We must die in order to prove we were ever alive.

This is the abstract to Moon and Bá’s utterly beautiful, moving, soul-rumbling work of art, Daytripper. For ten impeccably illustrated chapters, Daytripper gives us a life collected in snapshots—emotionally stunning vignettes punctuated by death. It is an examination of the meaning life has, and can have, only when viewed through the scope of mortality.

Brás de Oliva Domingos is a writer, a dreamer, and a man who does not know how to define his own life. He struggles with the curses and passions he inherited from his father, of which, he comes to realize, are one and the same. He dreams of writing, of changing the world through literature, and finds himself instead giving solace to the families of loved ones left behind as an obituary writer.

Each chapter is another day, or another week at a different point on the non-linear thread of Brás’ life, and each chapter ends the same way–with his death. But death is never the end for Brás. Death is understanding. Death opens his eyes, shows him his worth, his place in the world, through the eyes of those he loves, and those who will miss him the most. Through his many postcard existences, Brás loses his life to love found and love lost; he sacrifices himself to save a friend; he gives in to weaknesses of the body he never knew he had, but were remnants of a shadow he could not escape. Everything Brás ever was, ever would be, ever could be, exists in the moments where and when and how his life comes to an end. But never are these deaths more relevant, more impactful, than in the understanding that all these lives and all these deaths serve to illustrate only one thing:

The only way to live life is to live without fear.

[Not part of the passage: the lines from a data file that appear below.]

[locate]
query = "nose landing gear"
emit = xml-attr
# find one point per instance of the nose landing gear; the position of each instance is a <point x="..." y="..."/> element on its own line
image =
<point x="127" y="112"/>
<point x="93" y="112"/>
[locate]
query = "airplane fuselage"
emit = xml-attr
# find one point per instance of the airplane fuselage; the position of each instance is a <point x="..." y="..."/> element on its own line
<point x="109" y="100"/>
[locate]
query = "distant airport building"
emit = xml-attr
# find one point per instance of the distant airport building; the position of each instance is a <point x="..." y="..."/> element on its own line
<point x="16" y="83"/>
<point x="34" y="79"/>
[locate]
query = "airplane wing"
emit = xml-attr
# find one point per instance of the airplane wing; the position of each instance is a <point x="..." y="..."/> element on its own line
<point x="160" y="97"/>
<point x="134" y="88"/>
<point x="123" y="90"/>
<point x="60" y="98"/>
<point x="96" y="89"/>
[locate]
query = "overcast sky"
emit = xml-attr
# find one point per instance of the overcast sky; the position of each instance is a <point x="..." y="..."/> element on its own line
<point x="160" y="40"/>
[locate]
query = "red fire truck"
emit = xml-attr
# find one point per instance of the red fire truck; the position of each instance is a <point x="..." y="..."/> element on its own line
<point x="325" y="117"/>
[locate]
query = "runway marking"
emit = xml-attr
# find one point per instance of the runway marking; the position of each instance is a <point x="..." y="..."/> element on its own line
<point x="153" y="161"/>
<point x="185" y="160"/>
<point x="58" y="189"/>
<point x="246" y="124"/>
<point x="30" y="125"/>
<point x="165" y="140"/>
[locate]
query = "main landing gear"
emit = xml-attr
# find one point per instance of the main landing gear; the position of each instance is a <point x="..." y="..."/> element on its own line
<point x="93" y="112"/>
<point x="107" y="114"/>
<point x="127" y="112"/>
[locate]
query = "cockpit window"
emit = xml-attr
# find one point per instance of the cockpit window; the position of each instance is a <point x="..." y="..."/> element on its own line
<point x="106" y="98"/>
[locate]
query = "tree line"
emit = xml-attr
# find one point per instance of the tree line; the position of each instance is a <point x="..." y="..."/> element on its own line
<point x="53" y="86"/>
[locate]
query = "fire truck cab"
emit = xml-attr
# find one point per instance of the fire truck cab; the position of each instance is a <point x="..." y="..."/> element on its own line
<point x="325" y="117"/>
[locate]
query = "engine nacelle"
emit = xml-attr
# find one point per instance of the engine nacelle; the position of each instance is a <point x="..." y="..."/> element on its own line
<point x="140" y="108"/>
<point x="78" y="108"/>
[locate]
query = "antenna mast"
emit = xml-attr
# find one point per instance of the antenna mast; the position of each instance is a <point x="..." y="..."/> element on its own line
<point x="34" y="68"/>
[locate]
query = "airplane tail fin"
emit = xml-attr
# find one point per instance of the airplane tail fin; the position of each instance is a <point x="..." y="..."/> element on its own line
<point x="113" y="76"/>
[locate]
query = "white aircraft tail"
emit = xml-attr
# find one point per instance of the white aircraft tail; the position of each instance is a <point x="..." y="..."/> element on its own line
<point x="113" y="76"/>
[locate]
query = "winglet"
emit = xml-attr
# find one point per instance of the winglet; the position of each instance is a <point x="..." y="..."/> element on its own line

Fear of love. Fear of accomplishment. Fear of failure. All must be left behind, shed and left on the ground like the skin of a snake.

Because there is a final chapter to each and every book. Without that chapter, without those final pages, paragraphs and sentences, nothing that comes before it has any meaning.

Brás dies, has died, and will die repeatedly to become the man he’s meant to be, to experience the love and happiness and success that he is due. And through these many deaths, parsed from more obituaries than any one person can have, is an understanding of life’s value that few are capable of achieving.

There aren’t many books that have left me with a lump in my throat by the end. Daytripper is one of the most beautiful books I’ve read in a long time. As a meditation on life and the impact a life can have on those loved, lost and never forgotten, this book succeeds in every way.